I told her the baby’s name.
“Harry,” she said of hers. “He’s been here fifteen weeks.”
We sat in silence for a few more minutes. And then she said, “It’s like he just happened to me, all of a sudden. Slammed into my world and knocked over the furniture.”
“Yeah,” I said slowly, looking at her baby as though he were a weapon. “You want them and grow them and push them out, but they happen to you.”
She took Harry off the counter and put him in the stroller. She tucked the blanket under him sloppily, like a poorly made bed. She still hadn’t spoken to her son in a singsong voice, like all of those other mothers, and I wondered if she ever did.
“See you around,” she said, and my heart sank. I was worried we’d never find each other again. I stammered, trying to find something else to say to keep her there.
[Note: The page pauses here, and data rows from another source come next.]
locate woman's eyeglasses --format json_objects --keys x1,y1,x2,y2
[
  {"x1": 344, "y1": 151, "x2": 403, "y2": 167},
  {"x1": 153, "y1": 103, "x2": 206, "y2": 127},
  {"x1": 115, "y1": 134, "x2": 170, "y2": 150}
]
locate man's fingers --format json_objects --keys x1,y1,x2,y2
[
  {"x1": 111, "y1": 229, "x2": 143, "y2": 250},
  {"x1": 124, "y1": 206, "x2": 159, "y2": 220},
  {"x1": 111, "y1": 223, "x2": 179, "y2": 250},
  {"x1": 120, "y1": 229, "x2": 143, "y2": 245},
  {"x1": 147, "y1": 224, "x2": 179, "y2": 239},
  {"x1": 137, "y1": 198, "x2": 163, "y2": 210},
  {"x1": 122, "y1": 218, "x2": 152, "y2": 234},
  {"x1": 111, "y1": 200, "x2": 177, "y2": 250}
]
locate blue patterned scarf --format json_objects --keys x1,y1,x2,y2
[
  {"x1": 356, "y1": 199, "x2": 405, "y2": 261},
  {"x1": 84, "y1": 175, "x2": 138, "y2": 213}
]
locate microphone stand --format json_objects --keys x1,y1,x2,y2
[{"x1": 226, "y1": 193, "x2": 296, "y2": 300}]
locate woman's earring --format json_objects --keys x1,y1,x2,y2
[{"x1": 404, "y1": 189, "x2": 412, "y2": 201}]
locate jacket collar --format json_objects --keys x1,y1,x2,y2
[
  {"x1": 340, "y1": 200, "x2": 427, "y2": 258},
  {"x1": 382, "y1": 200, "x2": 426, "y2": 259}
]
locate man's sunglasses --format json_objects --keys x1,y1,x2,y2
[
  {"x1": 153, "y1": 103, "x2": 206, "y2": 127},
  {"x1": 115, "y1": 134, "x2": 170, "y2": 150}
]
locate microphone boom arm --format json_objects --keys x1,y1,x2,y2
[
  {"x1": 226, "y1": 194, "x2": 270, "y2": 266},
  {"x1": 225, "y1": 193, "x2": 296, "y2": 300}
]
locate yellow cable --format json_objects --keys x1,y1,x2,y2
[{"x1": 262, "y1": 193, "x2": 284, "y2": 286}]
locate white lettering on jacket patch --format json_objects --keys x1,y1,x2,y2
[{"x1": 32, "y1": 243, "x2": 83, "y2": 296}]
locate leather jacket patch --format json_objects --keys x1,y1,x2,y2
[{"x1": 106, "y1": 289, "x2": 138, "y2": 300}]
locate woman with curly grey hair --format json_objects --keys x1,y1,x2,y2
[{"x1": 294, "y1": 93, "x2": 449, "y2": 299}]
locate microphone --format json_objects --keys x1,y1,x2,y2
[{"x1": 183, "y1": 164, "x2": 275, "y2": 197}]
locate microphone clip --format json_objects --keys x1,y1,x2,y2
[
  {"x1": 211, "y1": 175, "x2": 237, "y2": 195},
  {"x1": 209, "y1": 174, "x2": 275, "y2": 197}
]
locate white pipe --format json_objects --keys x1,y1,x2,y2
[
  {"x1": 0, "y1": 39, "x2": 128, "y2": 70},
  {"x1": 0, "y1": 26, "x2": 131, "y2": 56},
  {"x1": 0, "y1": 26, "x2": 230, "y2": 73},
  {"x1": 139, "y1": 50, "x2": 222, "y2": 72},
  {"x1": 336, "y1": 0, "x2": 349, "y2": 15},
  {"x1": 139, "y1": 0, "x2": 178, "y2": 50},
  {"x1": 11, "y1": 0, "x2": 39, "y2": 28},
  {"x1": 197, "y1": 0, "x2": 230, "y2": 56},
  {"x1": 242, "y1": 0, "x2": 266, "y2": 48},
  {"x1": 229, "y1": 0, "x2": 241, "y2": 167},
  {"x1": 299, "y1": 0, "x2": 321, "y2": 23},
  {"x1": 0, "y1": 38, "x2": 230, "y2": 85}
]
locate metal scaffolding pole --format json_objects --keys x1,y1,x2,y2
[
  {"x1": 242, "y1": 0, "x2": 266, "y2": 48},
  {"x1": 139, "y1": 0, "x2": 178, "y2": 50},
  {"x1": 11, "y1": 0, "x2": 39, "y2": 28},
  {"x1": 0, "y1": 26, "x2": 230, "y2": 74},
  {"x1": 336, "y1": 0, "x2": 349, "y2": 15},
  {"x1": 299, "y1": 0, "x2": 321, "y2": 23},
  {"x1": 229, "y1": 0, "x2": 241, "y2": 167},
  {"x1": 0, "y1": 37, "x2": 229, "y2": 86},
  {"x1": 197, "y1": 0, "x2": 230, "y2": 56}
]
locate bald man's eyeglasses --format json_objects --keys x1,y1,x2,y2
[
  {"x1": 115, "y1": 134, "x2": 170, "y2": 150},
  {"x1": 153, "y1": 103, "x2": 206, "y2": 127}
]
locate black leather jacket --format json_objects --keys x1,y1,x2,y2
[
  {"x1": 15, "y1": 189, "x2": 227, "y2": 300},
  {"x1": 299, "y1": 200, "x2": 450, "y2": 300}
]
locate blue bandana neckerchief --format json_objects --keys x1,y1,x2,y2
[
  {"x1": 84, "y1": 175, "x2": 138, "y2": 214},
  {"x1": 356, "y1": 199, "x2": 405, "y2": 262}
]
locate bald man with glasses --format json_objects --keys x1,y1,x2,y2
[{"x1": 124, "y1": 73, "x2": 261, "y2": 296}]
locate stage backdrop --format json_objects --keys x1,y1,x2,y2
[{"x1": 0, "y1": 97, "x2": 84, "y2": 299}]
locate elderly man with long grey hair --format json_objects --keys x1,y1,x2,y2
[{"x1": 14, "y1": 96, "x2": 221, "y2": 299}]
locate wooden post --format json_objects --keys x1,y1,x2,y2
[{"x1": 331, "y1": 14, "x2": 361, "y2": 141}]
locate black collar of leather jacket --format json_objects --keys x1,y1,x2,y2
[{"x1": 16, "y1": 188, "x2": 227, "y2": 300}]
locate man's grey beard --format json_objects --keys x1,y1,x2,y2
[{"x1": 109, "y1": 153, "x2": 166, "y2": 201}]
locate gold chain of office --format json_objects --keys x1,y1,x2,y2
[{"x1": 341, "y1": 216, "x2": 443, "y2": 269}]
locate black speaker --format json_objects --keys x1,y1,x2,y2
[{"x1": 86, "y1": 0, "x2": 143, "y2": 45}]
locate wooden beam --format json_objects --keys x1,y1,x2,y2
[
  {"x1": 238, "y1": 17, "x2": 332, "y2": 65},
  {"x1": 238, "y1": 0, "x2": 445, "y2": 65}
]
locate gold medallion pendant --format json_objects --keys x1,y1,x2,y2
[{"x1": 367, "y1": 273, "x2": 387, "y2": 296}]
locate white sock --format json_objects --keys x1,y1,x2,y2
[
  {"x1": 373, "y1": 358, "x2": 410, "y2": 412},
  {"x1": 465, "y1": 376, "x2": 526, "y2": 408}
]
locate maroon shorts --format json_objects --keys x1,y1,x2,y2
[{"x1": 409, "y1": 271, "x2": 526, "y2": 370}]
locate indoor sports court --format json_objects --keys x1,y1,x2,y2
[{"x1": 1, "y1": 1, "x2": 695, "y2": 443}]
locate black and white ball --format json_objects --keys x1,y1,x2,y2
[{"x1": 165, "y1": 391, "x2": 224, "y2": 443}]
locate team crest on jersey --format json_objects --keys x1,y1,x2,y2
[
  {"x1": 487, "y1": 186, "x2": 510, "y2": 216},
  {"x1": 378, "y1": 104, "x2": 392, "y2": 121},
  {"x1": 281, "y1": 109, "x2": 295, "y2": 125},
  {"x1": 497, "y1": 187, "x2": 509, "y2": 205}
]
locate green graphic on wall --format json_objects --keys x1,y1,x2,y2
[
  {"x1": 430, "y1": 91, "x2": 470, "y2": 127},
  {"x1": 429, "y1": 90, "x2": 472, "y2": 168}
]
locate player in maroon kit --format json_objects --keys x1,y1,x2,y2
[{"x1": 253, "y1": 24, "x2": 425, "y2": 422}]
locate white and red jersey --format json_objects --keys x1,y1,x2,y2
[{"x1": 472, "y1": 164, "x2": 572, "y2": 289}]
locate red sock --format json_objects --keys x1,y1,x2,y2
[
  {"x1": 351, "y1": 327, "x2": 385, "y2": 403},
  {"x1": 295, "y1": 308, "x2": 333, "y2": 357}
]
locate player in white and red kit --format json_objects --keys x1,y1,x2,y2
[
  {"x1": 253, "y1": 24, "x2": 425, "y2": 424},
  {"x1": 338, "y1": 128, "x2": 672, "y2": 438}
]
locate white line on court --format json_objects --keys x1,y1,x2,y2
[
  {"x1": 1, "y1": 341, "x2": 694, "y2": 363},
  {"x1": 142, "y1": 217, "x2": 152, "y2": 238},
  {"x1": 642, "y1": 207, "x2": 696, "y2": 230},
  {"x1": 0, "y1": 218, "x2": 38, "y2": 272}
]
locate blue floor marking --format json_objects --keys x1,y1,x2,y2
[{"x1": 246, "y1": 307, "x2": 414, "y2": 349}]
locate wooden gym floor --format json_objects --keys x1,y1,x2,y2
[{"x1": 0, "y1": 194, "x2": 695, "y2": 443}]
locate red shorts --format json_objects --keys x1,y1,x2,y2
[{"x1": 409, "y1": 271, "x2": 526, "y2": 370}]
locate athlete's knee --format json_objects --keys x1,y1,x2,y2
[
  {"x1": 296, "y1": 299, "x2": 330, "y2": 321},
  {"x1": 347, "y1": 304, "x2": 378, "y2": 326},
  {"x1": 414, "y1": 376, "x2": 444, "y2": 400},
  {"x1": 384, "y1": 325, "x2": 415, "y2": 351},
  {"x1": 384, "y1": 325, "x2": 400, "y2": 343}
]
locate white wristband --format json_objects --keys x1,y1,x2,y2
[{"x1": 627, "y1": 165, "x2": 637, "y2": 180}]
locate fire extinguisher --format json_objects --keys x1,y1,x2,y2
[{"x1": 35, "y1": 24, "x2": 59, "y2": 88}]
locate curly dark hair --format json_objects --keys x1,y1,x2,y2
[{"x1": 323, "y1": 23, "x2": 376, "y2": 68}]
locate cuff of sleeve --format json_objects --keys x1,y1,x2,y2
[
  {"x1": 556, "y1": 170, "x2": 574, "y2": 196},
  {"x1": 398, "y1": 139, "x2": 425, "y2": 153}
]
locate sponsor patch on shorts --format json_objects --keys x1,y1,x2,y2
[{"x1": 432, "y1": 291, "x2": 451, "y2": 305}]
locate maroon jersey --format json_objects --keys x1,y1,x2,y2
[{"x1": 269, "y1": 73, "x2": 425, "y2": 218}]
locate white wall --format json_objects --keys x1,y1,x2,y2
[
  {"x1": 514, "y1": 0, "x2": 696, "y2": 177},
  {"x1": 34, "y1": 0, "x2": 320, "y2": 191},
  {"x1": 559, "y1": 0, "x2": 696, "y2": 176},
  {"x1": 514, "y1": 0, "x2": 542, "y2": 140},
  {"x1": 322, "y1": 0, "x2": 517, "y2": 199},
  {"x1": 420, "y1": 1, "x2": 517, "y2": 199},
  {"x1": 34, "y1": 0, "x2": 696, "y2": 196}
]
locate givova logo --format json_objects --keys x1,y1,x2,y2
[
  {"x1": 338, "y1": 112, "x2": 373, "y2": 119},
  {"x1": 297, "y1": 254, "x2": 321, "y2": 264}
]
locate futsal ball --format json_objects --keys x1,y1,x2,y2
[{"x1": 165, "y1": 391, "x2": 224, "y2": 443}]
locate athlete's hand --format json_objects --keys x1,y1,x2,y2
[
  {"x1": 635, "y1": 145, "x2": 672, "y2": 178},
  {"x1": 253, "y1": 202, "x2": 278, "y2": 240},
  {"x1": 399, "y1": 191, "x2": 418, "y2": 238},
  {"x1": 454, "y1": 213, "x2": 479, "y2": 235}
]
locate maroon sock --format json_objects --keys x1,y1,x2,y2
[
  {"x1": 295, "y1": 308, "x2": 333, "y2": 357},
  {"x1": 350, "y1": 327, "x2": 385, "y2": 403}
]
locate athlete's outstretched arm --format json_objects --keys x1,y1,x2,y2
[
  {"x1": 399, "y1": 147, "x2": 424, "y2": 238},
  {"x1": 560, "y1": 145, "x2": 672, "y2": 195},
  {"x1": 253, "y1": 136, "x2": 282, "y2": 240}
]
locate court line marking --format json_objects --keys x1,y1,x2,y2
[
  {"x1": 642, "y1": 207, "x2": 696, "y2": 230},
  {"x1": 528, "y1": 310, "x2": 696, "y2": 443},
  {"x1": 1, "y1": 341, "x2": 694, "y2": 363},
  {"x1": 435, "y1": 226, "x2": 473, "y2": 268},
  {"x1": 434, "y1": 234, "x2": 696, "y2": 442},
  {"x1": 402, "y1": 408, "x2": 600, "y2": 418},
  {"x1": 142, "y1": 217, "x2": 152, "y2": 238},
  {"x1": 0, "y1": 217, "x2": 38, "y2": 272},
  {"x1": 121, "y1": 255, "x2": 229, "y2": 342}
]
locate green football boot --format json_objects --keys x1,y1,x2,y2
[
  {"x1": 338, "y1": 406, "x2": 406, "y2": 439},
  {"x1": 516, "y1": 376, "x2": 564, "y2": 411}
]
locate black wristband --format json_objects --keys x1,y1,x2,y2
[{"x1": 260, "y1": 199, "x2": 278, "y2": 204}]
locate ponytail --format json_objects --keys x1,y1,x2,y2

“Do you live around here?”
“No, I don’t actually. We live a bit north of the city. I’m just down here for an appointment.”
“I’ll give you my number,” I said, my face flushed. I had never been comfortable making friends. But I suddenly flashed forward to late-night texting, when we would exchange brutally honest grievances and lament our existence.
“Oh. Sure. Here, I’ll put it in my phone.” She looked uncomfortable, and I wish I hadn’t offered as I told her my cell number. She was never in touch and I never ran into her again.
I still think of that woman sometimes. I wonder if she eventually felt she’d achieved something, if she looks at Harry today and knows she did well as a mother, that she raised a good person. I wonder how that feels.
13
She smiled at you first. After bath time. You were wearing your reading glasses and said she must have seen her own reflection in the lens. But we both knew she wanted you the most from the beginning. I could never comfort her when she cried like you could—she melted into your skin and seemed to want to stay there, a part of you. My warmth and my smell seemed to mean nothing to her. They talk about the mother’s heartbeat and the familiar sound of her womb, but it’s as though I were a foreign country.
I listened to you placate her with soft whispers that soothed her to sleep. I studied you. I imitated you. You told me it was all in my head—that I was making a big deal out of nothing. That she was just a baby and babies didn’t know how not to like a person. But it felt like two against one.